Here’s a photo and article from a February 1912 issue of the New York Clipper. The entrance lobby was circular in design and rose to a dome in the ceiling. I suspect that the windows on Broadway and Howard looked out from various points of staircases, promenades and lounging areas used by balcony patrons. The stage facilities included four tiers of dressing rooms, as well as an apartment for quartering animals used in performances. The stage was 80 feet wide, wall-to-wall, with a proscenium opening of 30 feet in height, and a depth of 35 feet from curtain line to back wall:
View link
View link

johndereszewski
johndereszewski on October 25, 2008 at 2:30 am

Great discussion.

Just wanted you to know that the Ridgewood Times/Times Newsweekly has just printed its 100th anniversary issue. It contains a treasure trove of old pictures of the Ridgewood, Bushwick, Glendale, Middle Village, etc. communities.
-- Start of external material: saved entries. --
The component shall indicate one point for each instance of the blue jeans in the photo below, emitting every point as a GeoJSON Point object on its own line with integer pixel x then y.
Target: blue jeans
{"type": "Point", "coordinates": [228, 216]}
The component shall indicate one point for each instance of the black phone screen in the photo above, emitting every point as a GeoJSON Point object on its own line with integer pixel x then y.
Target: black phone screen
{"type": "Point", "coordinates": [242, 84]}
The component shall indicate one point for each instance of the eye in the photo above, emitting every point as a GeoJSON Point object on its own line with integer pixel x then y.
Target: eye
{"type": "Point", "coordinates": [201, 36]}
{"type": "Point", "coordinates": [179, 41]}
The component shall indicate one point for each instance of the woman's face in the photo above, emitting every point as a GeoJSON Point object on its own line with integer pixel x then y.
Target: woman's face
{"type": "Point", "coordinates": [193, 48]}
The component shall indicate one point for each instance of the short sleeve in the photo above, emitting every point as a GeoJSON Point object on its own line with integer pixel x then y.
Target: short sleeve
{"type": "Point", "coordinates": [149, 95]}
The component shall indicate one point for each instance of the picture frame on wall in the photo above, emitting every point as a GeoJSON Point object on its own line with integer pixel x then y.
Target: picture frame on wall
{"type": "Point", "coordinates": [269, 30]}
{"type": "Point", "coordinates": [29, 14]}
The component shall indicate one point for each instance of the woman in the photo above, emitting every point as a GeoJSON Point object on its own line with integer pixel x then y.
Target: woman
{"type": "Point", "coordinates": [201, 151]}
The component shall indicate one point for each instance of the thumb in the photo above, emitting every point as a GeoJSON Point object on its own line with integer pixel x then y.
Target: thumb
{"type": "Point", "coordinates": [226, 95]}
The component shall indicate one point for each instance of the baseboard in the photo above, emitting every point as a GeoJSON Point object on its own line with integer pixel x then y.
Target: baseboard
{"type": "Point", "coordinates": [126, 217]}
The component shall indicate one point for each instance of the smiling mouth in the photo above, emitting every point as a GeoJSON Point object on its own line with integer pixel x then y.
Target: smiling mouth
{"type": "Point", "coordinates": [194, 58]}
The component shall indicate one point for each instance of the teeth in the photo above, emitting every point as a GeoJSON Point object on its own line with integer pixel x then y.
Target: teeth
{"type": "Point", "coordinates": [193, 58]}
Included therein are, of course, MANY pictures of the great movie houses – including the Bushwick – that once served the area. While the edition will probably go on line in a little while, many of the pictures might not be carried over. So, if you can, you really should take a trip to the old neighborhood to fetch a copy – and enjoy.

PeterKoch
PeterKoch on October 24, 2008 at 2:07 pm

Yes, just like the Flatiron Building, that corner really gets in one’s face.

Panzer65
Panzer65 on October 24, 2008 at 1:44 pm

Turning the clock back to 1911, one has to guess that most of the real estate in this neighborhood was undeveloped. The architect of this beautiful building most likely surveyed many symmetrical lots that could have been built on, but chose this one. So some credit is due to take on the challenge of building a triangular venue of this magnitude. No wonder why it still stands today so tall and proud.

PeterKoch
PeterKoch on October 24, 2008 at 1:26 pm

Panzer65, the unusual design perhaps resulted from the unusual shape of the block that the theater was designed to occupy.